Some exciting news emerged tonight (as reported by bloody disgusting) that Vincenzo Natali is still attached to his long-in-gestation adaptation of J.G. Ballard's seminal SF novel High-Rise. The project has been on his slate for several years now, but I've been wondering for a while if he might have abandoned it. I've always thought High-Rise suited Natali perfectly. It's thematically similar to Cube in that it's about ordinary people dropping their veneer of civility and resorting to violence in a desperate and claustrophobic situation. Another similarity to Cube is the central role that the architectural environment plays in the story, how it influences and defines the character's actions.
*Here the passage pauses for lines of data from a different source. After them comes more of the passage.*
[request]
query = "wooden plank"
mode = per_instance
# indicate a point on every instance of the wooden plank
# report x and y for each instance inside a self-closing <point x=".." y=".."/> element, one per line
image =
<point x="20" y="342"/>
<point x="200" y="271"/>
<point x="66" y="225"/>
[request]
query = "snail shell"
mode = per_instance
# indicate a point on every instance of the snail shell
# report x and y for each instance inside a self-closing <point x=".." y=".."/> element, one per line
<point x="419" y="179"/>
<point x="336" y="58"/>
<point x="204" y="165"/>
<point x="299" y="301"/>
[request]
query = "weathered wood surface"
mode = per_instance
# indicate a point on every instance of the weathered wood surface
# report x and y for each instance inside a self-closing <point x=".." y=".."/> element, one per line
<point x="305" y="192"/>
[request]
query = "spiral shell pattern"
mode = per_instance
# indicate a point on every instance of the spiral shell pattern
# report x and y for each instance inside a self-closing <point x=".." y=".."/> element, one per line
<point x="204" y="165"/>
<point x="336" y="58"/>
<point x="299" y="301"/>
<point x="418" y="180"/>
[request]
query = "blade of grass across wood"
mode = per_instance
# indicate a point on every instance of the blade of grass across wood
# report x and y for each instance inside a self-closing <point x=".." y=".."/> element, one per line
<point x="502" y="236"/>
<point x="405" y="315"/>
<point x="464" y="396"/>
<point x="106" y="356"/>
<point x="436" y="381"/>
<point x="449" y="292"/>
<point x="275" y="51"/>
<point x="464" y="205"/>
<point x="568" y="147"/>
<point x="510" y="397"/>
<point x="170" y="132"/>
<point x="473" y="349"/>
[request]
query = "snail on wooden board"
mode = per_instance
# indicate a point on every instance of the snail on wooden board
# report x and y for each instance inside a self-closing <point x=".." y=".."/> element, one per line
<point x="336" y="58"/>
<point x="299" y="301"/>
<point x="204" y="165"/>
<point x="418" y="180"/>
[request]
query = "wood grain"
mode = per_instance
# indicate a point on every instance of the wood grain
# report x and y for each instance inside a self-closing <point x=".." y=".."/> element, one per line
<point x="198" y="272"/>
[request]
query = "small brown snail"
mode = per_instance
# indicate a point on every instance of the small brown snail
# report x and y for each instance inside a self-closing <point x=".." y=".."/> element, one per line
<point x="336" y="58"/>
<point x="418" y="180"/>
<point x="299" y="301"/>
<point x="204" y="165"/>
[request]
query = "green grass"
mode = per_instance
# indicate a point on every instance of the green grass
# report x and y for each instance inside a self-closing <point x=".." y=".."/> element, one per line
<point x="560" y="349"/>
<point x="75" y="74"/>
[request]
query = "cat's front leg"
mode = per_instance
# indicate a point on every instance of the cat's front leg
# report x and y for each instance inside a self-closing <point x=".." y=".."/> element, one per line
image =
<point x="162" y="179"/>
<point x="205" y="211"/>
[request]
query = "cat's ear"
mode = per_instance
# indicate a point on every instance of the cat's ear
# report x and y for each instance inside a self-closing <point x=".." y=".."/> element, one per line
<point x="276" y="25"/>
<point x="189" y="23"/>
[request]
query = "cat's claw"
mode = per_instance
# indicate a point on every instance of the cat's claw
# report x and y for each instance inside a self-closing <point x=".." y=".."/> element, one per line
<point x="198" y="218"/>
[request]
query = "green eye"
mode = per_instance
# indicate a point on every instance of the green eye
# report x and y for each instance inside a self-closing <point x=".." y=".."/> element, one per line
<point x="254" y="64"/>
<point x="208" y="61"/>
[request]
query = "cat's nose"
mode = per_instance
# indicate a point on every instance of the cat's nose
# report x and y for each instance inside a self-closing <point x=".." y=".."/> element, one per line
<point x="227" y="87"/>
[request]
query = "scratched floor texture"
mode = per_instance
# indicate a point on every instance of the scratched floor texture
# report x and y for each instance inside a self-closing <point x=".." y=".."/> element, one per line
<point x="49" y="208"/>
Our bizarrely evolving relationship to technology and the urban environment is a theme that runs through my favourite Ballard stories (Crash, Concrete Island & High-Rise) and I don't think that the ideas he postulated in those novels have dated at all. In fact I think they're more relevant now than when they were written, and show a real prescience to Ballard's vision of where we're headed as a society (it's not optimistic).
Having only just lost this great SF writer last April, it's heartening to know that one of his most beloved novels is in the capable hands of an intelligent, independent film-maker. Too many of Philip K. Dick's SF stories have been reduced to dumbed-down action fests, but with first Cronenberg's Crash and now Natali at the helm of High-Rise, Ballard's cinematic legacy may fare better.